There exists a common stereotype that people in science, technology, engineering, and math (STEM) departments do not like to write. Even though students in STEM fields conduct groundbreaking research, many have no idea how to present their findings in a clear and concise manner, let alone an interesting one. The McGill Scientific Writing Initiative (MSWI) aims to support science students in developing their writing skills.
MSWI is a new student-run initiative, started in the summer of 2020. It was co-founded and is led by Marina Nysten and Joyce Wu, both U3 Science students. As universities shifted to online classes in April 2020, many science courses replaced multiple choice final exams with end-of-term papers. This was a difficult transition for some science students, many of whom were never required to take writing-intensive courses at McGill and thus lacked experience in scientific writing. Observing these challenges that their peers faced, Wu and Nysten began to brainstorm ideas on how to bridge this knowledge gap.
“Last April, we both noticed a lack of science communication resources at McGill,” Wu and Nysten wrote in an email to The McGill Tribune. “MSWI’s purpose is to act as a supplementary resource to support students and professors, especially considering the transition to writing-centric assessments this semester.”
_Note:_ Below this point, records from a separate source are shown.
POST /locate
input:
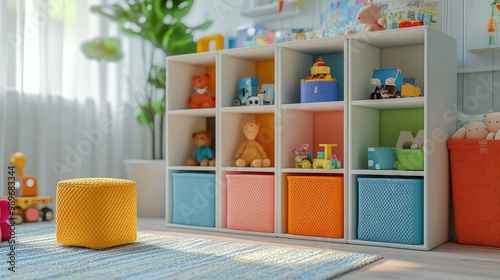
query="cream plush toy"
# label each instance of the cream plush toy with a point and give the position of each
(251, 152)
(474, 130)
(371, 16)
(492, 123)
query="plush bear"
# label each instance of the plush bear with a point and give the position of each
(201, 97)
(251, 152)
(204, 155)
(5, 229)
(474, 130)
(371, 16)
(492, 122)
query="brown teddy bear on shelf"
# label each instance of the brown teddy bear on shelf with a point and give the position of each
(251, 152)
(201, 97)
(492, 122)
(204, 155)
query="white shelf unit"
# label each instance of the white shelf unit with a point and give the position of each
(429, 57)
(423, 53)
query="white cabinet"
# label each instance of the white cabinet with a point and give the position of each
(354, 123)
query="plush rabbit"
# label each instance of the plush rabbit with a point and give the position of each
(371, 16)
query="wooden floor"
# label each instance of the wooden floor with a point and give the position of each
(450, 261)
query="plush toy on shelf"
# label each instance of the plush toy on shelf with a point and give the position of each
(251, 152)
(474, 130)
(371, 16)
(5, 228)
(492, 123)
(204, 155)
(201, 97)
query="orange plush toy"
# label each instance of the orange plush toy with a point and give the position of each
(201, 97)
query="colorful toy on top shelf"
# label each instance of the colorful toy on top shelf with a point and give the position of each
(201, 97)
(247, 92)
(5, 228)
(326, 159)
(27, 201)
(388, 83)
(303, 158)
(320, 86)
(251, 152)
(204, 155)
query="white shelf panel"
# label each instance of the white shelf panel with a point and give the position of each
(313, 171)
(249, 109)
(208, 112)
(392, 103)
(387, 172)
(315, 107)
(192, 168)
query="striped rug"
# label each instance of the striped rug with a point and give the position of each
(152, 256)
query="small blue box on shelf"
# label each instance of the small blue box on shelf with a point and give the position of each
(381, 158)
(193, 199)
(391, 210)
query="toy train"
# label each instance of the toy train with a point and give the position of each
(29, 207)
(326, 159)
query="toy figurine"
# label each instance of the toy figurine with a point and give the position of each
(204, 155)
(201, 97)
(251, 152)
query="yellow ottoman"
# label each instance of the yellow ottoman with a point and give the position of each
(96, 212)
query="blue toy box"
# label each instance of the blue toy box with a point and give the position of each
(193, 199)
(391, 210)
(319, 91)
(381, 158)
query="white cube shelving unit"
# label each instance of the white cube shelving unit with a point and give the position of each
(423, 53)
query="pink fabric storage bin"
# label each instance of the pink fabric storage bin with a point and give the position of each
(250, 202)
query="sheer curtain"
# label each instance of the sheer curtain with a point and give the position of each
(69, 115)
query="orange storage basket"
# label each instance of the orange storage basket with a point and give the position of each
(316, 206)
(475, 165)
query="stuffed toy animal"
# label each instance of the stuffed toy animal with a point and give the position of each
(251, 152)
(204, 155)
(201, 97)
(371, 16)
(5, 229)
(474, 130)
(492, 122)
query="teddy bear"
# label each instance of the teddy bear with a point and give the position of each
(204, 155)
(251, 152)
(492, 122)
(201, 97)
(371, 16)
(5, 228)
(474, 130)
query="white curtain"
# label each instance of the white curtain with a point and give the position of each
(69, 115)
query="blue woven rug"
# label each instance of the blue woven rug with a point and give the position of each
(152, 256)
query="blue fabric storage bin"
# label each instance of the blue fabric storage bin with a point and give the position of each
(319, 91)
(193, 199)
(391, 210)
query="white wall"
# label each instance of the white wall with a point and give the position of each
(478, 78)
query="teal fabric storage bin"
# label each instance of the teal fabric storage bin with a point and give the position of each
(193, 199)
(391, 210)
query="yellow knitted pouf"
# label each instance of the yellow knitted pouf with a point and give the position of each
(96, 212)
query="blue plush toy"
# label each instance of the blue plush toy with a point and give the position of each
(204, 155)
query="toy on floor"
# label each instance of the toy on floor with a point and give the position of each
(5, 228)
(492, 123)
(204, 155)
(201, 97)
(27, 201)
(251, 152)
(371, 16)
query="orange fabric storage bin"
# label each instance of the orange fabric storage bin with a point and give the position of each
(475, 165)
(316, 206)
(250, 202)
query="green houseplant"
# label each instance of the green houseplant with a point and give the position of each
(158, 23)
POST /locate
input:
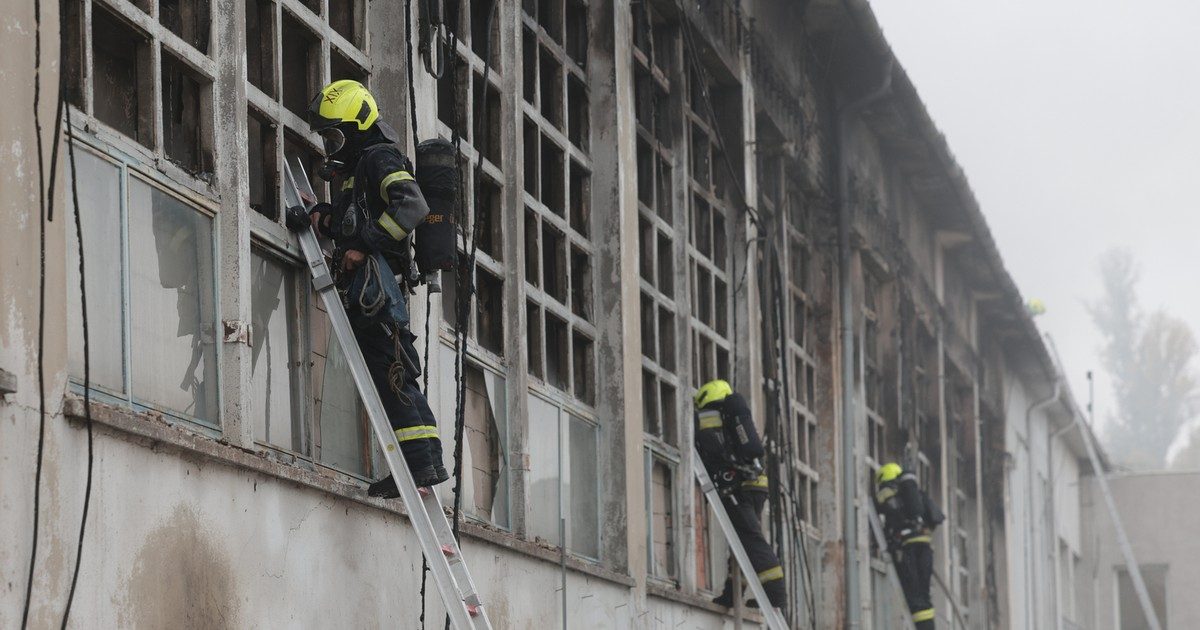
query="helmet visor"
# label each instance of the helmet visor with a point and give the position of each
(333, 139)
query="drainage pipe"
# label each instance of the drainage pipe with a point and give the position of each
(850, 460)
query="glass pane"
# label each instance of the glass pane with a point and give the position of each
(102, 246)
(172, 304)
(275, 351)
(543, 520)
(343, 431)
(582, 489)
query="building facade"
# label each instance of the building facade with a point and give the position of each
(657, 193)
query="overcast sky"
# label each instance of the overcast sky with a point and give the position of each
(1079, 127)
Throughout the upcoming academic year, MSWI will be organizing workshops on a variety of topics, from how to expertly read research articles to presenting scientific material and communicating science to the public. MSWI will also provide comprehensive online resources on its website, including a concise ebook on scientific writing that Nysten and Wu penned over the summer in collaboration with faculty members, TAs, and students.
According to Nysten and Wu, the club’s main goal is to become a “hub” for science communication at McGill. One of the ways they hope to achieve this is by supporting as many students as possible through their partnerships with faculty members and other student organizations.
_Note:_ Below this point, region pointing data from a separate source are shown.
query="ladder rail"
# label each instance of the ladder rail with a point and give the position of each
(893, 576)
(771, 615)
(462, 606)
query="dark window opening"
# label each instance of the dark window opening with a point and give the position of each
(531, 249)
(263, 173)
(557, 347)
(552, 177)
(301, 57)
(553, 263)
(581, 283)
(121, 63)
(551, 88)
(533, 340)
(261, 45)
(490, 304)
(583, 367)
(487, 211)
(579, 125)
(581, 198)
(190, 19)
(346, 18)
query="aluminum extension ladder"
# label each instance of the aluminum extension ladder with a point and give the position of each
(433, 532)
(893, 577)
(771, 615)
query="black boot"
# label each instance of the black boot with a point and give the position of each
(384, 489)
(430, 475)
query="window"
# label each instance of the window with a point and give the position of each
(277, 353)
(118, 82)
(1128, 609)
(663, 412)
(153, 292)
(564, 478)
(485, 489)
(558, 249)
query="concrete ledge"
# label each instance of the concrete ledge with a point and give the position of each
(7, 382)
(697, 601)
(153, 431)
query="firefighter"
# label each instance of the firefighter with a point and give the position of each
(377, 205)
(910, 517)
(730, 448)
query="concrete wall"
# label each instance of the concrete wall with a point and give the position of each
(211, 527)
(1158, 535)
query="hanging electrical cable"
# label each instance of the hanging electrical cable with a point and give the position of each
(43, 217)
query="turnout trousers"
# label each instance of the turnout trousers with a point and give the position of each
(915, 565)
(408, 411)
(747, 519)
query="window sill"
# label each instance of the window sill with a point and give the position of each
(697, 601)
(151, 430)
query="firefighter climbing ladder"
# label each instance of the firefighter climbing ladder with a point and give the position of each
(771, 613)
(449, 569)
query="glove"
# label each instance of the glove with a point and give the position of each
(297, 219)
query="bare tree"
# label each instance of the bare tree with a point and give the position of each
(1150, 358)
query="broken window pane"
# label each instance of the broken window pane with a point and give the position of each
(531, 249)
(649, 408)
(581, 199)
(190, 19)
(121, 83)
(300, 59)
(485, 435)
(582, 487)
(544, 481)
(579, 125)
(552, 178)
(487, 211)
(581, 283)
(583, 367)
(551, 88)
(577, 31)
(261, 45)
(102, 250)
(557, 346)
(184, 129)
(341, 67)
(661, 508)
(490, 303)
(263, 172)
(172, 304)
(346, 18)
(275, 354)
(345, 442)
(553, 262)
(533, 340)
Some student clubs and organizations such as the Student Research Initiative and McGill Science Undergraduate Research Journal have missions that broadly align with that of MSWI, creating a cohesive network of writing-centric student support opportunities. Whether as a part of their personal research or as a result of the increased writing requirements in many online classes, Nysten and Wu predict that students from across disciplines will benefit from MSWI’s services.
“We hope to offer unique services and resources that fill in the gaps that currently exist at McGill,” Nysten and Wu wrote. “An essential factor in this goal is to listen to what students are looking for, which we achieve by conducting surveys and creating online feedback forms.”
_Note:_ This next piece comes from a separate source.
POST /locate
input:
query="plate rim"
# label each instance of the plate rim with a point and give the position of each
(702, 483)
There are plenty of opportunities for students to get involved with MSWI, such as attending monthly workshops, contributing a blog post to the MSWI website, or by helping to create learning resources in a subject they have experience in.
Their first workshop, entitled “Reading Research Articles,” is on Sept. 24 and will be co-hosted by Tommy Markopoulos, a graduate student in the Integrated Program in Neuroscience.
One of the biggest events that MSWI planned for this year is the first annual MSWI Science “CommunicaScion” Case Competition set to be held in the winter semester. With this competition, Nysten and Wu aim to challenge students to effectively communicate a scientific topic to three different ages and educational backgrounds. This year’s theme remains a secret, but will be revealed in the coming months.